Observations placeholder
Mr Everard Calthorp - The Horse as Comrade and Friend - The death of the horse ‘Windermere’
Identifier
028529
Type of Spiritual Experience
Background
A description of the experience
extracted from Light, 1921, page 187. The reporter is Mr. F.W. Percival. Also in Professor Ernesto Bozzano - The parapsychological manifestations of animals - 130 cases proving animal mediumistic abilities
Mr. Everard Calthorp, a great breeder of thoroughbred horses in his book entitled: The Horse as Comrade and Friend, recounts that a few years ago he owned a magnificent mare called "Windermere", to which he was deeply attached and which repaid him with a friendship that would give the case presented here a truly emotional character. Unfortunately, the mare drowned in a pond near Mr. Calthorp's farm, thus exposing the emotions he felt at that tragic moment:
At 3:20 a.m. on March 18, 1913, I woke up with a sudden jolt from a deep sleep, not because of any noise or neighing, but because of a call for help from my mare "Windermere", I don't know how she was transmitting this to me. I listened, there was no noise in the calm night. But as soon as I was fully awake, I felt in my mind, in my nerves, the desperate call of my mare. I learned that she was in extreme danger and was calling for an immediate helper. I dressed in an overcoat, put on my boots, opened the door and ran into the park.

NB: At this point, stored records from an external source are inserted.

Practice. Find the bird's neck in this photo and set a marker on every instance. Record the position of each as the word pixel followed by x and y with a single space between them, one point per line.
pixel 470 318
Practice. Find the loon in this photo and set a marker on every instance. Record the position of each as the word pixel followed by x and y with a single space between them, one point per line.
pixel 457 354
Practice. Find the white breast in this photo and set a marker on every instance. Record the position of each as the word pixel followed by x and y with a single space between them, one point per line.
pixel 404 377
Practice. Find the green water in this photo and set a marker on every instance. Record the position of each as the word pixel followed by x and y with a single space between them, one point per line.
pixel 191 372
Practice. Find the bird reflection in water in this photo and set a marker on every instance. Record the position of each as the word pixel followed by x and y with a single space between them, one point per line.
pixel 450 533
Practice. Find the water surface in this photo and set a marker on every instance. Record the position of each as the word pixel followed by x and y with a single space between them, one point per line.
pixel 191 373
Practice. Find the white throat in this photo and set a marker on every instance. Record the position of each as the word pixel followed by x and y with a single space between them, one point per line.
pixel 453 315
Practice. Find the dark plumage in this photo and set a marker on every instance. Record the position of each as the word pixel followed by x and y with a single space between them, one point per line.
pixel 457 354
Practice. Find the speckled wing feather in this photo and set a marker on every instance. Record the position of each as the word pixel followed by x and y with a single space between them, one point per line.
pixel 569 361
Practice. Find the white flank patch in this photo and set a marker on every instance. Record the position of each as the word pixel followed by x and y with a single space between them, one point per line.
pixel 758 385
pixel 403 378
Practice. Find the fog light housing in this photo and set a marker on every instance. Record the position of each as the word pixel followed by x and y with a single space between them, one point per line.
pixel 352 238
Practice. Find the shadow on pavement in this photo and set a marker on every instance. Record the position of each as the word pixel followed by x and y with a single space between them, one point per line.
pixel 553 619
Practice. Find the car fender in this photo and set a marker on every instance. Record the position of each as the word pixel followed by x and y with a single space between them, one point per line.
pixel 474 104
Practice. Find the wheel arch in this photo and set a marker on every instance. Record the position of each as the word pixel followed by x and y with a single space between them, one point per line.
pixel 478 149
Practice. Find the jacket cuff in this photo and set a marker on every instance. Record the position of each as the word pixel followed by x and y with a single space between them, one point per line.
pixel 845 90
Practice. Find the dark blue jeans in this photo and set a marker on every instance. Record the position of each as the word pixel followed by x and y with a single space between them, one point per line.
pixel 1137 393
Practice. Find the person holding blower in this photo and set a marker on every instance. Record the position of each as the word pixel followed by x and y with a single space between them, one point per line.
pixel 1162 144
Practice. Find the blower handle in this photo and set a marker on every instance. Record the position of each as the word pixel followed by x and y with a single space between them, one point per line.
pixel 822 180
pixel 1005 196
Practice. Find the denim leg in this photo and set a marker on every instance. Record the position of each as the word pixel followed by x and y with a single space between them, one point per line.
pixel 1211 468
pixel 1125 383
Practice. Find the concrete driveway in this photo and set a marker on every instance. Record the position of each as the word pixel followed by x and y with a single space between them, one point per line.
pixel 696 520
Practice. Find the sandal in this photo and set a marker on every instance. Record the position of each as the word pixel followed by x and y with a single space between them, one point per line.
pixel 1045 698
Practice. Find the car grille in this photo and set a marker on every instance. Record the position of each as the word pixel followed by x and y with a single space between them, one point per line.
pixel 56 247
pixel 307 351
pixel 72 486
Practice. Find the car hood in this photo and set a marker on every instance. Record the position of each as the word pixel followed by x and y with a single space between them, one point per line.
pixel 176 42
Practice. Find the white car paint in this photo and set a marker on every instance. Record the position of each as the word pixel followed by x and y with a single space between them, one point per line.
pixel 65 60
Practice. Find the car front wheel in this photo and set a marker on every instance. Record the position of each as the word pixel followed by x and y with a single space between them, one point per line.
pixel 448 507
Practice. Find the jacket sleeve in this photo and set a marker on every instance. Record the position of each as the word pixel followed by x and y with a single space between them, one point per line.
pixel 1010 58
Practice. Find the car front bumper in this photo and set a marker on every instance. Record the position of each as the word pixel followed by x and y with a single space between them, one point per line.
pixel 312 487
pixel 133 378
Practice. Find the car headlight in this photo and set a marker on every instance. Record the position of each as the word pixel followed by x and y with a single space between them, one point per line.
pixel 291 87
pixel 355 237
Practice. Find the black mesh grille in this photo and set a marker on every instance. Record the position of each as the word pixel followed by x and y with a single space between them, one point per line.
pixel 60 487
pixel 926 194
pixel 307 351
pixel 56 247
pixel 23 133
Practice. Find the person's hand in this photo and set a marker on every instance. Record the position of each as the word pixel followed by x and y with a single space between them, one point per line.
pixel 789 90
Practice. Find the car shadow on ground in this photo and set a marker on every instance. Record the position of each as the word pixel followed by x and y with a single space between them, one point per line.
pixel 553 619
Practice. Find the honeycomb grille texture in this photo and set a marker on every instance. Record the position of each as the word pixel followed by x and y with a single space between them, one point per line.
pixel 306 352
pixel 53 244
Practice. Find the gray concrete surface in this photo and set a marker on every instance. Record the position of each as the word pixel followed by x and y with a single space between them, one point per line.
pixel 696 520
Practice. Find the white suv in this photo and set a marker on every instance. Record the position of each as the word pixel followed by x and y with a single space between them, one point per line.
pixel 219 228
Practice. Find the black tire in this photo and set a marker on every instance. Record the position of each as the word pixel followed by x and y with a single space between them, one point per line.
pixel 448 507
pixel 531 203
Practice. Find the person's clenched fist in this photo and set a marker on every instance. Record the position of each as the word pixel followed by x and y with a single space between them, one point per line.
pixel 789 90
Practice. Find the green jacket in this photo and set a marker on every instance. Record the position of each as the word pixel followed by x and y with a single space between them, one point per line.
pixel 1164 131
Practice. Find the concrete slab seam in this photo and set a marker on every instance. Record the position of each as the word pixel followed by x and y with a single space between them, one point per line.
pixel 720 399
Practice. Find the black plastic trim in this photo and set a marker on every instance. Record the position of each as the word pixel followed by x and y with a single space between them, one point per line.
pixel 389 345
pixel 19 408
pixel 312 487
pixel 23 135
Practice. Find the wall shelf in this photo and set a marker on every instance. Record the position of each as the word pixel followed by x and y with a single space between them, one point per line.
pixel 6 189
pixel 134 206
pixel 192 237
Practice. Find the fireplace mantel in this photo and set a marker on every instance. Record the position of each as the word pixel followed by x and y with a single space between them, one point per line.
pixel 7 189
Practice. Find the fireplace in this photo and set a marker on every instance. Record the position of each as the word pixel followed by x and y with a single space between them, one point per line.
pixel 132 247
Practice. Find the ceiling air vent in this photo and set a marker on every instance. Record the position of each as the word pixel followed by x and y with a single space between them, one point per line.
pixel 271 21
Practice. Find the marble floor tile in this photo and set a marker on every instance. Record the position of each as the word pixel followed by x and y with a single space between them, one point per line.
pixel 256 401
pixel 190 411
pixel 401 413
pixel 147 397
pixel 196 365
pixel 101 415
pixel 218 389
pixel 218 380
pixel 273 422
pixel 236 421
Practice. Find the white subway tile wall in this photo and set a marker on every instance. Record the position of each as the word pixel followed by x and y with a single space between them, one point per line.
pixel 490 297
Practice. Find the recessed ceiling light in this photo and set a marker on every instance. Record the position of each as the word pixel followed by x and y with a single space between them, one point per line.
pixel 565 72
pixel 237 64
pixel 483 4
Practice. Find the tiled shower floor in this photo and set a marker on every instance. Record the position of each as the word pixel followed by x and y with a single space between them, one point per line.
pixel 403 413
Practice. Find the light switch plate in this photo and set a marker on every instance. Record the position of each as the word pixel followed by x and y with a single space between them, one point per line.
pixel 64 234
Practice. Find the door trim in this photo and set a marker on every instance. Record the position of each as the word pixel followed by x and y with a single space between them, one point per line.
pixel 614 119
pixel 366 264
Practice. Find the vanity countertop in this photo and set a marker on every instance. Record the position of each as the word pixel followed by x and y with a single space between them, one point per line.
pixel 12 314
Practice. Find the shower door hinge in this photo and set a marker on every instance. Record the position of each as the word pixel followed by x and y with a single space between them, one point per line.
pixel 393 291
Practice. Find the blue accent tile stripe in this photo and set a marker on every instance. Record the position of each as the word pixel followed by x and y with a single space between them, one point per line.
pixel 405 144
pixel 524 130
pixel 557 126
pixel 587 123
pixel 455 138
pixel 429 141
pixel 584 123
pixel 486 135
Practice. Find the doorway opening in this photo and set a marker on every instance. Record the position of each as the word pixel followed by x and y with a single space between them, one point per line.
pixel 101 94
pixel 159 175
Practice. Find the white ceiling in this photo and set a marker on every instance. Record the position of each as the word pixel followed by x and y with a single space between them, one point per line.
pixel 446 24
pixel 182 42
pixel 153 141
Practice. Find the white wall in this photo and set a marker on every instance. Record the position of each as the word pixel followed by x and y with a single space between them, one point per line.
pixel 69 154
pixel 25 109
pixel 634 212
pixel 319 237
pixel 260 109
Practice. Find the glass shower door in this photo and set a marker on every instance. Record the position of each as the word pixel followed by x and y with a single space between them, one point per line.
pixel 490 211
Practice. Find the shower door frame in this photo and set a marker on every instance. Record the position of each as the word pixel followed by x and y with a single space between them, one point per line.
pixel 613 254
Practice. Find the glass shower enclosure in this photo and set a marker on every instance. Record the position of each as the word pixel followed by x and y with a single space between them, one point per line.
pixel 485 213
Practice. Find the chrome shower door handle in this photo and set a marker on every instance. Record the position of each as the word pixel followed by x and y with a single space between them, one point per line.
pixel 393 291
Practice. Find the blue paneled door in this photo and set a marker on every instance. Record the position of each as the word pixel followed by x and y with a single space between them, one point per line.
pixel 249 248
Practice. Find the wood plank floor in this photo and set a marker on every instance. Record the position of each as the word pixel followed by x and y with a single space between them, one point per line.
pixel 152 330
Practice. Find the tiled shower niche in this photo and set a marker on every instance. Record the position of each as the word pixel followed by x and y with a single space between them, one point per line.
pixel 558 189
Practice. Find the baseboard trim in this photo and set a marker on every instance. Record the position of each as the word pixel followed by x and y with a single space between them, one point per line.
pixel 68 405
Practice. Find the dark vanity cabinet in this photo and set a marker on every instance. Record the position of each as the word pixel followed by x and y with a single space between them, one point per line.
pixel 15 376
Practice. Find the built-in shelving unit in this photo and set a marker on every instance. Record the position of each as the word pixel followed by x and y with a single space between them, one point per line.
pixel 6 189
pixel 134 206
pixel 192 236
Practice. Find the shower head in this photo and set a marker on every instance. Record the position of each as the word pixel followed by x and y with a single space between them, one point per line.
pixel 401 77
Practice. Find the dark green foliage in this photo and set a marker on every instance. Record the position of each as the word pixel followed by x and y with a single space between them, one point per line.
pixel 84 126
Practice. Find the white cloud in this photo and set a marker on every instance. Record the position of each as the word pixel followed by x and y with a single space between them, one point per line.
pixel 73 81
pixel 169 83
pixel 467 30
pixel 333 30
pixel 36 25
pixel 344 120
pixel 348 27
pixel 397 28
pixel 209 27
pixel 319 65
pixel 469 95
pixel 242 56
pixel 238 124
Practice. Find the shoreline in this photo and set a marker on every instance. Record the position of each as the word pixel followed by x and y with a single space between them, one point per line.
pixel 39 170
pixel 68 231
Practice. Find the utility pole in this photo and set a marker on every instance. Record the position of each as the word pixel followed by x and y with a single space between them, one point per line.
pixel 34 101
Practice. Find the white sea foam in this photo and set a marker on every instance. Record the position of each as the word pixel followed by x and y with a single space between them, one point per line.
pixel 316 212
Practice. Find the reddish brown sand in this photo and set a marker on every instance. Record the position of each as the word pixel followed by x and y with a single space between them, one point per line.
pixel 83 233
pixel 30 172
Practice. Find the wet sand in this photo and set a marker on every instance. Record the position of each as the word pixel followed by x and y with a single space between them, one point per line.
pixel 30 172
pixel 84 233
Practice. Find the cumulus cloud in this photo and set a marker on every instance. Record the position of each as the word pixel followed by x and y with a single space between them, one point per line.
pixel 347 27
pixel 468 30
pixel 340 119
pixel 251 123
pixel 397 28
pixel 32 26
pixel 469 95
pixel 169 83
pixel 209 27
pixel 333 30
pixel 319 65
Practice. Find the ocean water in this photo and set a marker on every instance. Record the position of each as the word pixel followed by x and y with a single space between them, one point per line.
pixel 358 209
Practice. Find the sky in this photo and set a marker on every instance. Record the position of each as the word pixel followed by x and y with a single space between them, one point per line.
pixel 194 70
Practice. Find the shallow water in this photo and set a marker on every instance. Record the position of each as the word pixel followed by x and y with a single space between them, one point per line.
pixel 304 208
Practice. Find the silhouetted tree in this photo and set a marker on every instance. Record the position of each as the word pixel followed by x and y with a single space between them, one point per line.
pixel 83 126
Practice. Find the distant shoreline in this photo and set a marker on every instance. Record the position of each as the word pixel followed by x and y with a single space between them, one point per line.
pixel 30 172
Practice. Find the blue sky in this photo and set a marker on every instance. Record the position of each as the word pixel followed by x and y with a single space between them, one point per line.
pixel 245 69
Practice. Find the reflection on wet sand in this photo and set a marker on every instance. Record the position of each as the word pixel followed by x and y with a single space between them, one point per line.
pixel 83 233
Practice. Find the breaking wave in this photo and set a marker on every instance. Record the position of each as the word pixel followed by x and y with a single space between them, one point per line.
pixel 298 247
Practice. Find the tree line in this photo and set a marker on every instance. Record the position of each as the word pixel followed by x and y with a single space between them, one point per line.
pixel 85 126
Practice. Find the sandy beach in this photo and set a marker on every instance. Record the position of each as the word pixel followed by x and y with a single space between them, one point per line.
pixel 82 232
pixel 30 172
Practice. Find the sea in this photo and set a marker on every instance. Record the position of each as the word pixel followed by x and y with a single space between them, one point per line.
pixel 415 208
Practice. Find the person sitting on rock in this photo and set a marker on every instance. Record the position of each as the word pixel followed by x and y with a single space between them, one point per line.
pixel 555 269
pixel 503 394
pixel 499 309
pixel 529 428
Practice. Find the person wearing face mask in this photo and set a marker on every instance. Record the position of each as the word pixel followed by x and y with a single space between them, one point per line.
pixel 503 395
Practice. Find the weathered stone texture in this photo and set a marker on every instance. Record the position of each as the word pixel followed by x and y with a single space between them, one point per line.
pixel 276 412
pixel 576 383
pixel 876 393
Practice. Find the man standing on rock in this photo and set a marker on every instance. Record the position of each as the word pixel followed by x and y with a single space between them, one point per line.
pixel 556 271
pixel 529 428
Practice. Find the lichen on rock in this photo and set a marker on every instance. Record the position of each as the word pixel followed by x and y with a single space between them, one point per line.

There was no neighing or moaning, but I knew, in an incomprehensible and prodigious way, on which side I was getting this "wireless telegraphy" signal; although the signal was rapidly weakening. As soon as I left, I realized with terror that the signal was coming from the side of the pond. I ran, I ran, but I felt that the vibrational waves of "wireless telegraphy" were resonating ever weaker in my brain. By the time I reached the jump from the pond, they had stopped. As I looked at the surface of the water, I noticed that it was still wrinkled by small concentric waves that reached the shore. In the middle of the pond I saw a black mass that was becoming eerily clear at the first light of dawn. I understood as soon as I saw that this was the body of my poor "Windermere", and that unfortunately I had responded too late to her call: she was dead.